Across many observational studies, herpes simplex virus type 2 (HSV-2) infection is associated with two-fold to three-fold increased risk for HIV-1 infection. Celum and colleagues investigated whether HSV-2 suppression with aciclovir would reduce the risk of HIV-1 acquisition. The authors undertook a double-blind, randomised, placebo-controlled phase III trial in HIV-negative, HSV-2 seropositive women in Africa and men who have sex with men from sites in Peru and the USA. Participants were randomly assigned by block randomisation to twice daily aciclovir 400 mg (n=1637) or matching placebo (n=1640) for 12-18 months, and were seen monthly for dispensation of study drug, adherence counselling and measurement by pill count and self-reporting, and risk reduction counselling, and every 3 months for genital examination and HIV testing. The primary outcome was HIV-1 acquisition and secondary was incidence of genital ulcers. Analysis was by intention to treat. This study is registered with ClinicalTrials.gov, number NCT00076232. 3172 participants (1358 women, 1814 men who have sex with men) were included in the primary dataset (1581 in aciclovir group, 1591 in control group). The incidence of HIV-1 was 3.9 per 100 person-years in the aciclovir group (75 events in 1935 person-years of follow-up) and 3.3 per 100 person-years in the placebo group (64 events in 1969 person-years of follow-up; hazard ratio 1.16 [95% CI 0.83-1.62]). Incidence of genital ulcers on examination was reduced by 47% (relative risk 0.53 [0.46-0.62]) and HSV-2 positive genital ulcers by 63% (0.37 [0.31-0.45]) in the aciclovir group. Adherence to dispensed study drug was 94% in the aciclovir group and 94% in the placebo group, and 85% of expected doses in the aciclovir group and 86% in the placebo group. Retention was 85% at 18 months in both groups (1028 of 1212 in aciclovir group, 1030 of 1208 in placebo group). The authors recorded no serious events related to the study drug. Their results show that suppressive therapy with standard doses of aciclovir is not effective in reduction of HIV-1 acquisition in HSV-2 seropositive women and men who have sex with men. Novel strategies are needed to interrupt interactions between HSV-2 and HIV-1.

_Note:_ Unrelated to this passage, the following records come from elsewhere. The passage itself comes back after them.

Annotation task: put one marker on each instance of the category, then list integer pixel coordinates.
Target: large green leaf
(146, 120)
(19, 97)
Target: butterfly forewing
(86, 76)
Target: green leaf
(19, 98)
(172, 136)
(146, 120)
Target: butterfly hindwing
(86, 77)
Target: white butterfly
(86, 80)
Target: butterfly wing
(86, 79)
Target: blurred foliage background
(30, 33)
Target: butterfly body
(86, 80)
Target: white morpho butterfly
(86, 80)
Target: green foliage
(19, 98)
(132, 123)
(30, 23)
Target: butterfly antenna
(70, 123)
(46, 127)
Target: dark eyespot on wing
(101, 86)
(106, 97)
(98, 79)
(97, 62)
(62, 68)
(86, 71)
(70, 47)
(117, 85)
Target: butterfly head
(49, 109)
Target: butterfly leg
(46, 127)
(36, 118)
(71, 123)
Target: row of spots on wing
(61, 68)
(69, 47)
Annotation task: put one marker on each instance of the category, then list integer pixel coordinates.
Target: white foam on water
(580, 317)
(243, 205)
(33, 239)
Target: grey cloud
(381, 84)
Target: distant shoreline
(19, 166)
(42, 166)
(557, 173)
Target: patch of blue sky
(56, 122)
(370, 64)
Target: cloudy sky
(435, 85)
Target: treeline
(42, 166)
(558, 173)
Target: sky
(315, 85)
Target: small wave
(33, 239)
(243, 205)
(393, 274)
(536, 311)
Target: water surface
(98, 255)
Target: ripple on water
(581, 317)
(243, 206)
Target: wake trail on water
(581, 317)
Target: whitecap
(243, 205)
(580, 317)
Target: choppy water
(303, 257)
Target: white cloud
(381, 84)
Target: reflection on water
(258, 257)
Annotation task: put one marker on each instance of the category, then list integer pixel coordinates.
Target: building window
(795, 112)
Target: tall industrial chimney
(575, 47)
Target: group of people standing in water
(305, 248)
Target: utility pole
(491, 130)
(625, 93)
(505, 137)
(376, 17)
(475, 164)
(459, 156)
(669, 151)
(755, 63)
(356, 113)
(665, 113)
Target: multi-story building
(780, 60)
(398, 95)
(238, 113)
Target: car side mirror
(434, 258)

Editors´note: Despite well-founded epidemiological observations, biological plausibility, and mathematical modelling, a protective effect of herpes suppression was not found in this large trial nor in a smaller, similar study in Tanzania (Watson-Jones, Weiss, Rusizoka et al. N Engl J Med. 2008;358(15):1560-71). Studies are ongoing to assess whether co-infected (HIV-1, HSV-2) individuals in serodiscordant couples are less likely to transmit HIV if they achieve HSV-2 suppression and have slower HIV disease progression. Nevertheless, an effective herpes simplex virus vaccine is urgently needed.